Bergisch Gladbach feiert Vielfalt bei fünfter Einbürgerungsfeier mit 25 Nationen
Andrew GudeBergisch Gladbach feiert Vielfalt bei fünfter Einbürgerungsfeier mit 25 Nationen
Bergisch Gladbach feiert fünfte Einbürgerungsfeier mit Bewohnern aus 25 Ländern
Am 20. März 2026 beging Bergisch Gladbach seine fünfte Einbürgerungsfeier und hieß dabei Bewohner aus rund 25 verschiedenen Ländern willkommen. Die von Nadine Tavares und Natalie Tawamba Tessa moderierte Veranstaltung unterstrich zugleich die anhaltenden Bemühungen der Stadt, die Integration durch Gemeinschaftsprojekte und öffentliche Diskussionsformate zu stärken.
Den Abend eröffnete Brigitta Opiela mit herzlichen Worten und stellte das Team der Gläbbicher Eine-Weltler vor. Die Gäste beteiligten sich an einem Quiz zu lokalen Themen – von Erasmus-Schulen über den Platz der Migrantinnen und Migranten bis hin zum Holocaust-Mahnmal der Stadt. Für Auflockerung sorgten auch spielerische Fragen wie "Warum kann ein Bagger nicht schwimmen?"
Im Mittelpunkt der Feier stand die strukturierte Integrationsarbeit Bergisch Gladbachs. Dazu zählt der neu benannte Ausschuss für Chancengleichheit und Integration (ehemals Integrationsrat) sowie ein Budget von 50.000 Euro für 2026, das stadtteilbezogene Familieninitiativen fördert. Die Mittel fließen in Gesprächsrunden, Elternkurse und Nachbarschaftstreffen, die Geflüchteten den Ankommen erleichtern sollen.
Über die Feier hinaus dokumentiert die Stadt ihre Migrationsgeschichte. Eine Podiumsdiskussion am 25. März 2026 brachte sechs langjährige Bewohner zusammen, die von ihren Erfahrungen seit dem Zweiten Weltkrieg berichteten. Lokale Einrichtungen wie Caritas und die Volkshochschule (VHS) begleiten zudem Projekte, die Neuankömmlingen das Ankommen und die Teilhabe am Gemeinschaftsleben erleichtern.

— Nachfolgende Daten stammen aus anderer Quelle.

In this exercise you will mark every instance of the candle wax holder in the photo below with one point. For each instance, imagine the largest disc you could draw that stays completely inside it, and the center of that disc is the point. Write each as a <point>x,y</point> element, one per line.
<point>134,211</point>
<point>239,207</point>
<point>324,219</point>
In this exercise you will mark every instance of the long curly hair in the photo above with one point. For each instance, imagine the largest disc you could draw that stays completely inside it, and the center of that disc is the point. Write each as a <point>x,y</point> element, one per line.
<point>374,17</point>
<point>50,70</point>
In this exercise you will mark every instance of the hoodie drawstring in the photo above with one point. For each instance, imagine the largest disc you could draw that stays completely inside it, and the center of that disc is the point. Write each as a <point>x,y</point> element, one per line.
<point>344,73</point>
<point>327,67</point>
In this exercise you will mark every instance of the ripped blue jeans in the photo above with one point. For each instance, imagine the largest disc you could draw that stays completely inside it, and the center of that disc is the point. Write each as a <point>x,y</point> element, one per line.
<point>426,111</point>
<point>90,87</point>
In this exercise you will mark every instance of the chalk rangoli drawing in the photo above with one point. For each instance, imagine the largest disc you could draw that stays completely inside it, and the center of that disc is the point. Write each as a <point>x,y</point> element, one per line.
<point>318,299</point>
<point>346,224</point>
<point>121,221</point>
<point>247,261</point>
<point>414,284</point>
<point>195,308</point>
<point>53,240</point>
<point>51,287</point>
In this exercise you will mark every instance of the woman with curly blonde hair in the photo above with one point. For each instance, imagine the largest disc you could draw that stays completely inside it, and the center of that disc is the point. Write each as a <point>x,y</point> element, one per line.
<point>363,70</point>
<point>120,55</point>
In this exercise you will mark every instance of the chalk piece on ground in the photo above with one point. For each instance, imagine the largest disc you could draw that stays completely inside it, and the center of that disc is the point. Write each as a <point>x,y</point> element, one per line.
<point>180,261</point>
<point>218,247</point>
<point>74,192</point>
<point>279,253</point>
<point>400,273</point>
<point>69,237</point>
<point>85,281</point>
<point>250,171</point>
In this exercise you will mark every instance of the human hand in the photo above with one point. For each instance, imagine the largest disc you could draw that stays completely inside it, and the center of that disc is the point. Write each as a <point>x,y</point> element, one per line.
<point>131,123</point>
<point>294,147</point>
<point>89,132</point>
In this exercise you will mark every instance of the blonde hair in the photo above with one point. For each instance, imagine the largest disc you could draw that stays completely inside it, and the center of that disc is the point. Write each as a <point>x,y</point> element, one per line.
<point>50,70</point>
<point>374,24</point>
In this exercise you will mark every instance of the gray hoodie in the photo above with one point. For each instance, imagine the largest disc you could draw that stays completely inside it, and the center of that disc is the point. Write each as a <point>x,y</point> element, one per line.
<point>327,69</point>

Ein Beitrag von Terre des Hommes knüpfte an die Internationalen Wochen gegen Rassismus an, während die Gespräche auch übergeordnete Themen wie Fluchtbewegungen, Integrationsherausforderungen und Rassismus in Deutschland aufgriffen.
Die Veranstaltung bekräftigte Bergisch Gladbachs Engagement für ein inklusives Miteinander – durch formale Anerkennung ebenso wie durch bürgerschaftliches Engagement. Mit kontinuierlicher Förderung, öffentlichen Debatten und kooperativen Projekten baut die Stadt weiter Brücken zwischen Menschen unterschiedlicher Herkunft. Quiz und Vorträge luden zudem dazu ein, sich mit lokaler Geschichte und globalen Fragen auseinanderzusetzen.